5. Hayat felsefenizi üç-beş-on kelimeyle özetleyin desem?

 Hmmmm... "Bir hayat felsefesi bul." Bak soruyorlar dımdızlak kalıyorsun sonra...

6. Müziğe geri döneceğim en sevdiğin üç sanatçı/grup? Neden?

 Kpop ve diğer Koreli müzikler konusundaki tercihlerimi herkes az çok bildiğinden (bilmeyen blogda bir tur atıversin artık) onların dışından birilerini söyleyeceğim: Led Zeppelin, Jeff Buckley ve Fiona Apple.

 Led Zeppelin çünkü Robert Plant şarkı söylemiyor şarkıyı hayata getiriyor. Çünkü Jimmy Page gitarı çalmıyor, onunla sevişiyor. Çünkü Bonzo baterisini çalarken ellerini kanatmış bir adam. Çünkü Paul Jones rock müziğin temel riflerini yazmış muhteşem bir besteci. Çünkü sahnede bir kere bile aynı performansı sergilememeye yemin etmişlerdi. Çünkü ekmek tekneleri Amerika olmasına rağmen isimlerinin "lead" yerine "led" olmasını "Salak Amerikalılar anlamıyor da ondan" diye açıklamışlardı. Çünkü sırf müzik yaparken içeri siyah bir köpek daldı diye o anda üzerinde çalışmaya başladıkları şarkının ismini "Black Dog" koymuşlardı. Çünkü Bonzo öldüğünde "Led Zeppelin yeniden bir araya gelecek mi?" diyen muhabirlere "Tanrı bize Bonzo'yu verirse neden olmasın?" diye cevap verdiler. Çünkü dinlerken ağlayacağım, tepineceğim, her türlü duyguyu gerektiğinde neredeyse kasıklarımda hissedeceğim -yargılamayın, Plant neredeyse sahnede orgazm geçiriyor bazı şarkılarında- şarkılar yaptılar. Çünkü onlar Led Zeppelin.

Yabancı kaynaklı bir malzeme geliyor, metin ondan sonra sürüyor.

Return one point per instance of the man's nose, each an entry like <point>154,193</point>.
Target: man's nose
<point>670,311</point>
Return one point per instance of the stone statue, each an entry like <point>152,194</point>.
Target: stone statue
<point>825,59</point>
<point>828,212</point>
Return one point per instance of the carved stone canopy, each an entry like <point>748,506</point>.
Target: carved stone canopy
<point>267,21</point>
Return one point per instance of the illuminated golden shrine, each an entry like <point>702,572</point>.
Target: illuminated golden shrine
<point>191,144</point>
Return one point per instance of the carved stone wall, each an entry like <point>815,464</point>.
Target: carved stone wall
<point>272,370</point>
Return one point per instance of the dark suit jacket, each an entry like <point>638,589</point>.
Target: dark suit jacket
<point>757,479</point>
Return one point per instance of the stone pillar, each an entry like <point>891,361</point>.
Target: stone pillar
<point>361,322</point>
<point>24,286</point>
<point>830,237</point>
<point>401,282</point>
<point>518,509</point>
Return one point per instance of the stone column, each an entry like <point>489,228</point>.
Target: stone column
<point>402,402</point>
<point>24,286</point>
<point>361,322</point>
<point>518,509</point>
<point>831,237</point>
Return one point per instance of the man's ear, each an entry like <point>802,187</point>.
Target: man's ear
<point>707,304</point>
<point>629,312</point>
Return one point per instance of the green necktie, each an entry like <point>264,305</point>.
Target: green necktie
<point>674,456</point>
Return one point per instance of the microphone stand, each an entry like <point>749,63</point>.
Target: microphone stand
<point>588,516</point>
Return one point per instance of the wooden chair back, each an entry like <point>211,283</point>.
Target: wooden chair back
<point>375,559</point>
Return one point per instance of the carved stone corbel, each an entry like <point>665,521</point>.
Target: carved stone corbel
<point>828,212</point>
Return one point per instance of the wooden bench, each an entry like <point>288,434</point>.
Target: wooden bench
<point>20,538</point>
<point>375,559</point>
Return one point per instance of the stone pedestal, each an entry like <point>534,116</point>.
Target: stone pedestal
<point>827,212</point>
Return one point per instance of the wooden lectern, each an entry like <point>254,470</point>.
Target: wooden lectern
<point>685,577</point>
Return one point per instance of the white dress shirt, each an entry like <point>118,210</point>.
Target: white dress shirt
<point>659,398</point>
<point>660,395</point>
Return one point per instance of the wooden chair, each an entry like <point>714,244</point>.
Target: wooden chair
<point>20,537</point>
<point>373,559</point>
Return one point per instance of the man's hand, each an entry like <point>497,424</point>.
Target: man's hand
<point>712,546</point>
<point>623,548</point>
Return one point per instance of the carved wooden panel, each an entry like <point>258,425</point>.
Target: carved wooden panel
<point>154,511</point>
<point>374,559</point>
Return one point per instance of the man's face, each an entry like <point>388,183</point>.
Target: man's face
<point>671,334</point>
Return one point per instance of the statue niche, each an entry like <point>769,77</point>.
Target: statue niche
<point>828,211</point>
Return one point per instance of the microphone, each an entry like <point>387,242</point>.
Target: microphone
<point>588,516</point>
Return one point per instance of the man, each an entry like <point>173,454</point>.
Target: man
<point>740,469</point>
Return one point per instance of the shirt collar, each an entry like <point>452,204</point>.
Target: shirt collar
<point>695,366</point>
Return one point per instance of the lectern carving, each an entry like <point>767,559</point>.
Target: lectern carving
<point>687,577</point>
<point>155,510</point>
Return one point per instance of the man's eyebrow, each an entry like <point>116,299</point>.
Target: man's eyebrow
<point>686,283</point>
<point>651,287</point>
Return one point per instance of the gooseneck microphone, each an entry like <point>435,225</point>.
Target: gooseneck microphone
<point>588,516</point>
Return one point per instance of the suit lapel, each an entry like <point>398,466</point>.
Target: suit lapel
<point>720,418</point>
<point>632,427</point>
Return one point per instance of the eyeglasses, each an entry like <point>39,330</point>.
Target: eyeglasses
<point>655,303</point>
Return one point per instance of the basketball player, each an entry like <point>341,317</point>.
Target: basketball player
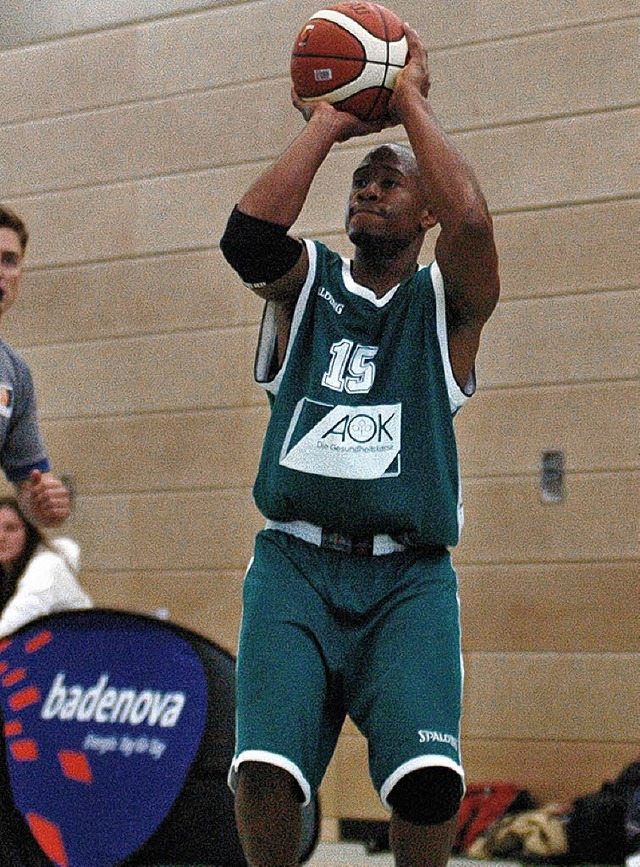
<point>350,602</point>
<point>23,457</point>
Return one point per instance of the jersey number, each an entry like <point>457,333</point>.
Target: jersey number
<point>352,368</point>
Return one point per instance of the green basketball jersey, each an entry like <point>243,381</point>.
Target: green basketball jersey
<point>360,438</point>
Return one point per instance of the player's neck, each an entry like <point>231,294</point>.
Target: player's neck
<point>380,272</point>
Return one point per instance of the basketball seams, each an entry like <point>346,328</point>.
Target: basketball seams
<point>361,46</point>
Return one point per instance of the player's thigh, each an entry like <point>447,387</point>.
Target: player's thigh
<point>285,701</point>
<point>409,698</point>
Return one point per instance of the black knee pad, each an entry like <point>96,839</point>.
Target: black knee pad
<point>428,796</point>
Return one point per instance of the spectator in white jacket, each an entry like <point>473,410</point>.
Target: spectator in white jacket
<point>37,575</point>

 Jeff Buckley ise... Belki biliyorsunuz Hallelujah şarkısı Shrek animasyonunda geçer. Bir keresinde filmi izlerken çok hoşuma gitmişti -belki ilk izleyişim değildi belki bilmiyorum- o yüzden bulmaya karar vermiştim. Dolanırken Jeff Buckley versiyonuna rastladım ve dinledim. Ardından bir kaç Jeff Buckley şarkısı daha dinledim. Ciddi anlamda hoşuma gitmişti. Böyle bir "neden duymadım daha önce" diye düşündüm ve kendisini araştırmaya karar verdim. 1997'de bir nehirde boğulduğunu öğrendim. Yüzmek için girmiş ve ölmeden önce bir Led Zeppelin şarkısı olan Whole Lotta Love'ı söylüyormuş. Oturdum hüngür hüngür ağladım o gün. Üzerinden seneler geçti ama her Jeff Buckley dinleyişimde bir buruklaşırım hala. O gün gerçekten bir şey kaybetmiş gibi hissetmiştim çünkü. Ciddi anlamda canım yanmıştı.
 Jeff Buckley benim için özel. Nasıl anlatsam... "Güzel bir acı" o.
 Sanırım cidden mazoşistim ben biraz. Ama bir yerde hepimiz öyle değil miyiz?

 Fiona Apple ise favori kadın sanatçım. Tek yani benim için. Sözlerinde kendimi bulduğum çok oldu. Cidden aşırı seviyorum, bu yüzden pek de herkese söylemem aslında. Kıskançlık değil de bu... Kendine ait kılma çabası bir şeyi. Mücevher kutuna koyup saklamak gibi.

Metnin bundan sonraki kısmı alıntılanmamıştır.